How Global Governance of Sea Level Rise May Obscure Colonial Drivers of Climate Vulnerability
By
Steig, Florian
Summary
This article analyzes how sea level rise (SLR) is being reframed as a global political problem through the institutionalization of debates within UN climate governance and the creation of the Ocean Rise & Coastal Resilience Coalition (ORCRC). Using a poststructuralist governmentality framework, the author examines how SLR is rendered governable globally, arguing that the dominant framing as a biophysical challenge for humanity risks obscuring the socioeconomic and colonial drivers of climate vulnerability. The analysis traces how this globalized vision of coastal resilience privileges transnational knowledge infrastructures, embeds adaptation in cost-benefit logics, and opens coastal cities to investment, potentially undermining the transformative potential of the SLR agenda.
Source
Key quotes
· 3 pulledSea level rise (SLR) is increasingly reframed as a global political problem, no longer confined to local adaptation needs or the struggles of atoll nations.

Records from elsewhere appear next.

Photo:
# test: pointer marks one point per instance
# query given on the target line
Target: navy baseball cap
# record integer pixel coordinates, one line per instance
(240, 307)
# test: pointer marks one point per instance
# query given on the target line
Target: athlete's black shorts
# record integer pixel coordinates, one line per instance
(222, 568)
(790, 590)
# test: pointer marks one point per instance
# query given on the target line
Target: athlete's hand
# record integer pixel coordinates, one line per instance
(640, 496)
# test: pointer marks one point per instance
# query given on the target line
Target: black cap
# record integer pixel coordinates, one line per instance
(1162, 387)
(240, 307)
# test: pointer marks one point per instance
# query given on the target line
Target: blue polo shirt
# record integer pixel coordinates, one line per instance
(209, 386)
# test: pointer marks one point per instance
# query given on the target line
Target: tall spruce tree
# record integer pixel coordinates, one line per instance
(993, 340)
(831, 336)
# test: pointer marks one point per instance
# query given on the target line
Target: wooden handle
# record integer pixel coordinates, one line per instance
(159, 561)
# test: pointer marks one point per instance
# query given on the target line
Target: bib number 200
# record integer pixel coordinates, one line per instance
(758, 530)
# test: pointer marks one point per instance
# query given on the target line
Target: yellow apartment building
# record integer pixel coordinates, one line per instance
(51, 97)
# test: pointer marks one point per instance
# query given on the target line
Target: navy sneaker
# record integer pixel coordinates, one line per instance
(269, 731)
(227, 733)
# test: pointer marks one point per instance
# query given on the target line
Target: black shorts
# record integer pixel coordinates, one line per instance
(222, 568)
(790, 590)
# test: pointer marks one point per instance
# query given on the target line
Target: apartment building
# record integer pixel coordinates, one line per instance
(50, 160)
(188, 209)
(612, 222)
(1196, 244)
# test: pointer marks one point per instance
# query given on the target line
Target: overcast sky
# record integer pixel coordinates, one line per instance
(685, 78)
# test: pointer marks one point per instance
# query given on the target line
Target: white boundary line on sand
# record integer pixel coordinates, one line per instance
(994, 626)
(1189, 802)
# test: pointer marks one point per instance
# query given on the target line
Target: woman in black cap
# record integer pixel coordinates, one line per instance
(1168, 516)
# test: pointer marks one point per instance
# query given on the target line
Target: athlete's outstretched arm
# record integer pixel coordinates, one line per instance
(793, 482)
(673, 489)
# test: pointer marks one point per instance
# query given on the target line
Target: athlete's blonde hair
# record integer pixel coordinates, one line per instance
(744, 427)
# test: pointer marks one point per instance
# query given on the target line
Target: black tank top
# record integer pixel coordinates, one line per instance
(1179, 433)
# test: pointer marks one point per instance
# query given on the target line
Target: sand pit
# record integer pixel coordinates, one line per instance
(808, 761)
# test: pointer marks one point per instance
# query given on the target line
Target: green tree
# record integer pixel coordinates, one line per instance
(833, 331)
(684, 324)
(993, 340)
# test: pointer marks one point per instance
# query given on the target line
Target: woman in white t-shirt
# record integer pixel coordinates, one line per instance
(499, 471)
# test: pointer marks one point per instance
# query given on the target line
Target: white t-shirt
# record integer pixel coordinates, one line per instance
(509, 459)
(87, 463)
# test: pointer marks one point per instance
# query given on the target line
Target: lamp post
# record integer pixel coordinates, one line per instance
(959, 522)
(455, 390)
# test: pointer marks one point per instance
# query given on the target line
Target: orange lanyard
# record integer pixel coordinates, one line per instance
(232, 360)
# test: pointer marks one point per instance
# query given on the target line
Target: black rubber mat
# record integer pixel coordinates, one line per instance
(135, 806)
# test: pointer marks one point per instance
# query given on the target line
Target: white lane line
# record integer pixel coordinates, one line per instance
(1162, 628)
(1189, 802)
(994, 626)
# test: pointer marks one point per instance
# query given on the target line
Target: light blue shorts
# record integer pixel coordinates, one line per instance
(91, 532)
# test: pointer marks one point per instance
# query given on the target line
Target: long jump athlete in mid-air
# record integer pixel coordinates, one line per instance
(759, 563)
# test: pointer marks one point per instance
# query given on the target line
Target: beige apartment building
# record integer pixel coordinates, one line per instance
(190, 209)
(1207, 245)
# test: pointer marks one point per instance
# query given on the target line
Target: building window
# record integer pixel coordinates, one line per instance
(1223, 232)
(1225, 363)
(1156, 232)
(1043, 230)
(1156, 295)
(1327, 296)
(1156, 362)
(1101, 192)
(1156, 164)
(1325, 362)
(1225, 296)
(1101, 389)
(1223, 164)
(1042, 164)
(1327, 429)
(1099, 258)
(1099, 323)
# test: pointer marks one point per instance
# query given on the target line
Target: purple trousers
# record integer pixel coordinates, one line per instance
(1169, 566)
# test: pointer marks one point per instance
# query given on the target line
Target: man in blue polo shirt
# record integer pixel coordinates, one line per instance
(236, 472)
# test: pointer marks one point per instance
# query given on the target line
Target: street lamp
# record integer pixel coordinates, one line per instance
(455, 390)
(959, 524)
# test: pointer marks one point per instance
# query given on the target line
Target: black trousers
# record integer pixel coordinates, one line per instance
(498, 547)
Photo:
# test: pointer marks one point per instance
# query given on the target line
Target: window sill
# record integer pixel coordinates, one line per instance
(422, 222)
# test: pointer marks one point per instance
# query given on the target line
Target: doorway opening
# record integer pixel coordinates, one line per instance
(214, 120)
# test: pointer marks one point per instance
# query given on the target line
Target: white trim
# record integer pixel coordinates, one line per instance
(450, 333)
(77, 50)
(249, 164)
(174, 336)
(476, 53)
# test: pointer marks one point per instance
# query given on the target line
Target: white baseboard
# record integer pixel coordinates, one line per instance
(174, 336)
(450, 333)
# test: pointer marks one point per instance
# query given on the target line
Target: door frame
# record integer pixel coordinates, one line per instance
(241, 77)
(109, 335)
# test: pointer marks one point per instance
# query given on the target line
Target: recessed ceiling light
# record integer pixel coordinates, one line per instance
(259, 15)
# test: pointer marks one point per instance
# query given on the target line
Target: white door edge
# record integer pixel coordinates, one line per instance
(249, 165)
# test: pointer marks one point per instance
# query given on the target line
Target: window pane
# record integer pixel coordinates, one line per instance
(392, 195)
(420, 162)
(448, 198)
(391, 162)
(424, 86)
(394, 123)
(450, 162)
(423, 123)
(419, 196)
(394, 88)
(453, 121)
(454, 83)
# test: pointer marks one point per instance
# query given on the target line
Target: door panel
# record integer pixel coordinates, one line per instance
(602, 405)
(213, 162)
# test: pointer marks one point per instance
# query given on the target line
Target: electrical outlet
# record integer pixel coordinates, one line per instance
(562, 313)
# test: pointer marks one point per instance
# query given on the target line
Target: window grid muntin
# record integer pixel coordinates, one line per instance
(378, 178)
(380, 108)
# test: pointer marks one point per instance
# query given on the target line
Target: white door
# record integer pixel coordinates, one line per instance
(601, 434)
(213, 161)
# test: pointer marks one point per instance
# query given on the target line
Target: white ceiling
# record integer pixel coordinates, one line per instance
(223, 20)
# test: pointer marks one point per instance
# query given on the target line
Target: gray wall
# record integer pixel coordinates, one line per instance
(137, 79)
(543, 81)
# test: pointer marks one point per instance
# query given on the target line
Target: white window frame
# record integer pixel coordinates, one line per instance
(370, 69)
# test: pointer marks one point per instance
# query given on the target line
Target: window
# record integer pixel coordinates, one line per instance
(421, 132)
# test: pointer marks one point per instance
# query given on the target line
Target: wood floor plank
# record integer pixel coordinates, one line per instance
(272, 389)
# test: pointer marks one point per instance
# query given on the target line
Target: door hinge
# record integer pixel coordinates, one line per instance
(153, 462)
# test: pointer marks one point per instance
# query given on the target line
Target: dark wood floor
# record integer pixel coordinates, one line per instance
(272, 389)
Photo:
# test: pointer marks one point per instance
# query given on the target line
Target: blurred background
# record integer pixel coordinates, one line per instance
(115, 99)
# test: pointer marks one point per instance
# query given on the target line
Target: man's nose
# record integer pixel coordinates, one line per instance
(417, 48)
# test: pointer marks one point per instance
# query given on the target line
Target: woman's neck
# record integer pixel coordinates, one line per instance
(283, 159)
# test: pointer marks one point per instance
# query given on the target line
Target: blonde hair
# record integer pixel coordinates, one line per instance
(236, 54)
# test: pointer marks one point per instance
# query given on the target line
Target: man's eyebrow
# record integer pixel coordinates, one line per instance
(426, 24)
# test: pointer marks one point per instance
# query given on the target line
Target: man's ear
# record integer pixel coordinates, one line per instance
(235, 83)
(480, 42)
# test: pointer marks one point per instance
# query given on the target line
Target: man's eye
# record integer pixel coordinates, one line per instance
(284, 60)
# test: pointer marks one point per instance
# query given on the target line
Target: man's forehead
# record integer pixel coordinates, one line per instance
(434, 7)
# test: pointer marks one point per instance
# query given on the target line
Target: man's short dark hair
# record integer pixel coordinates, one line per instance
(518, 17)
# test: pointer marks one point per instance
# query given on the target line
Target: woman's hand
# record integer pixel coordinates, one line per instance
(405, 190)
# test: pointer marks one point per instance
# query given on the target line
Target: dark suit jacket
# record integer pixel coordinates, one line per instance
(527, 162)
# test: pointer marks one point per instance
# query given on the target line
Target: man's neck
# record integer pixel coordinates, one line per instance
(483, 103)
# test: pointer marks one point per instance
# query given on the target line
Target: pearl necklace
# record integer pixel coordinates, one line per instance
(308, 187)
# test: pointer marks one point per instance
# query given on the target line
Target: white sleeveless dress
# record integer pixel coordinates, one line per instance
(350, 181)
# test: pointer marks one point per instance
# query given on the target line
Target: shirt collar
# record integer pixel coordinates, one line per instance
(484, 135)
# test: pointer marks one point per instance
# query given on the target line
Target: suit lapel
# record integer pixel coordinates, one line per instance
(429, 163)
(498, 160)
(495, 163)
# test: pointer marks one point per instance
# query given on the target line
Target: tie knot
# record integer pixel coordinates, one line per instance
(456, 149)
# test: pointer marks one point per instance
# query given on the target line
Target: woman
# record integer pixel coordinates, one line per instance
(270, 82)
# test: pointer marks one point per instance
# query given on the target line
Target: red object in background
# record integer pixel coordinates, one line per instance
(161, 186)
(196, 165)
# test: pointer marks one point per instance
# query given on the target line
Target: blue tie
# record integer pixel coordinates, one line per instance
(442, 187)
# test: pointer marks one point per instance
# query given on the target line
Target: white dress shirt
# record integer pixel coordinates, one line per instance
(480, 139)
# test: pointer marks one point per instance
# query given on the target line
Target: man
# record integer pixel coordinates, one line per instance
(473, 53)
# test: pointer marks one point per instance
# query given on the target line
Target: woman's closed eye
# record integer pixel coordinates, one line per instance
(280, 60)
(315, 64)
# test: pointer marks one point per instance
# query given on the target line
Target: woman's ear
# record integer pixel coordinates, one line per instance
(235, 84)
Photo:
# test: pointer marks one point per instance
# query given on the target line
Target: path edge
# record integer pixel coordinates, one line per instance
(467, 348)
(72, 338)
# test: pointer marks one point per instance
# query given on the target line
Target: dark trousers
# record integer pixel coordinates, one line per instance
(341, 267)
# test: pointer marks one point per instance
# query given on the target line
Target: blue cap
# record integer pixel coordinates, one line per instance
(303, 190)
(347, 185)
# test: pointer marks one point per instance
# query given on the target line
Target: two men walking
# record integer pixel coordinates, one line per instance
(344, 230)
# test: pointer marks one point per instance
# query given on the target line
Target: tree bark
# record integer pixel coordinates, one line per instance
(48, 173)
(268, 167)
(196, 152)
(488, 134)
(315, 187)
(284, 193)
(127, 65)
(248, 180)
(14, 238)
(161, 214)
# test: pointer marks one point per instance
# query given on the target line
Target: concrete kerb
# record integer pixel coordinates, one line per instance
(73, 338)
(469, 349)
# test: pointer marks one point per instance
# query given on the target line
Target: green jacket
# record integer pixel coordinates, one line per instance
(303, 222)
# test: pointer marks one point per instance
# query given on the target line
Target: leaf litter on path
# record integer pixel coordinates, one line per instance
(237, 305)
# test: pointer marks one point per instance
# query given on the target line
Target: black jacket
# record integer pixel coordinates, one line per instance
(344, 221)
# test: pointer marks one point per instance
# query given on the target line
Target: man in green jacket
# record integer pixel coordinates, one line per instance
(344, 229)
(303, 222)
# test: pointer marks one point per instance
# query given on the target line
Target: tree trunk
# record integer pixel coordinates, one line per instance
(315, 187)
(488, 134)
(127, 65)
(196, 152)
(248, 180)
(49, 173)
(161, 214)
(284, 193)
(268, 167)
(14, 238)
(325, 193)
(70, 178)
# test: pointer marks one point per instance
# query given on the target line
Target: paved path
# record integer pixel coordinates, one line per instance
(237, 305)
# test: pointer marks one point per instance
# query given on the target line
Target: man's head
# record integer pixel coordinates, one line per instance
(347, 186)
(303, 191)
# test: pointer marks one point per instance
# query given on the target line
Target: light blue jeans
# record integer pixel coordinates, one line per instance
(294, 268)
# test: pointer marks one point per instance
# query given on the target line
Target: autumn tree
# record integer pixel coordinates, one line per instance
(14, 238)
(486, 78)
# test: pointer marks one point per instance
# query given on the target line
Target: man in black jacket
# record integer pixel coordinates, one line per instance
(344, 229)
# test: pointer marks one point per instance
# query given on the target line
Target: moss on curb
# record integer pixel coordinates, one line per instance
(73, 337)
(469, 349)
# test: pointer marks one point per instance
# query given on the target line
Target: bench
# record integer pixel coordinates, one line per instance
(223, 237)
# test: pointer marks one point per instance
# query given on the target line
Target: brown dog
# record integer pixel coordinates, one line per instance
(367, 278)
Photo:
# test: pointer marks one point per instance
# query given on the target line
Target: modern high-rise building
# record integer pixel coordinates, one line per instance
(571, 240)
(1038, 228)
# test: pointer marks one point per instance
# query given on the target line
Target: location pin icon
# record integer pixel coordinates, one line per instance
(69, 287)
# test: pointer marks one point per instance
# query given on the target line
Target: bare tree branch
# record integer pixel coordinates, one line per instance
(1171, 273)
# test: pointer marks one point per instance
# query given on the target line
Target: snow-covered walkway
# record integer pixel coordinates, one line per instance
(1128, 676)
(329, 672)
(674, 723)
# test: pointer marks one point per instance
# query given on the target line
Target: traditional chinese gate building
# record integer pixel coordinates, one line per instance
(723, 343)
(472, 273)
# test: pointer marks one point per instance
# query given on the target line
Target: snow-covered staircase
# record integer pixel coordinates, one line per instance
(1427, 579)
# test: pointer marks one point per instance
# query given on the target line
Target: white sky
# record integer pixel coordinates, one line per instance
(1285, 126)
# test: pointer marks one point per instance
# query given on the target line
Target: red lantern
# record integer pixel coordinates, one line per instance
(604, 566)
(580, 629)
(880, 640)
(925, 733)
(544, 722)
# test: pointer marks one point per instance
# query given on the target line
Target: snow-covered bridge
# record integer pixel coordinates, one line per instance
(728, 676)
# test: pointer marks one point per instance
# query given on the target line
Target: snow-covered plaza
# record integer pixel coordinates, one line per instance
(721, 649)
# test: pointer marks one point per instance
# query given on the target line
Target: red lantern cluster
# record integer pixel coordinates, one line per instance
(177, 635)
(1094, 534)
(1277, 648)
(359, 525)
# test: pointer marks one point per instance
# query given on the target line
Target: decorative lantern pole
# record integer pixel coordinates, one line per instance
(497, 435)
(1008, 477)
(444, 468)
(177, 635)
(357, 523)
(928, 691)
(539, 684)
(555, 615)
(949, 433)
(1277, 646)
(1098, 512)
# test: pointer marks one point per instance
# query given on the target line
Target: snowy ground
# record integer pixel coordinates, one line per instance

I argue that the dominant problematization of SLR as a biophysical challenge for humankind risks obscuring the socioeconomic and colonial drivers of climate vulnerability, which could undermine the transformative potential of the SLR agenda.
Through a globalized vision of (coastal) resilience, this governmentality privileges the rollout of transnational knowledge infrastructures, embeds adaptation in cost–benefit logics, and opens coastal cities to investment.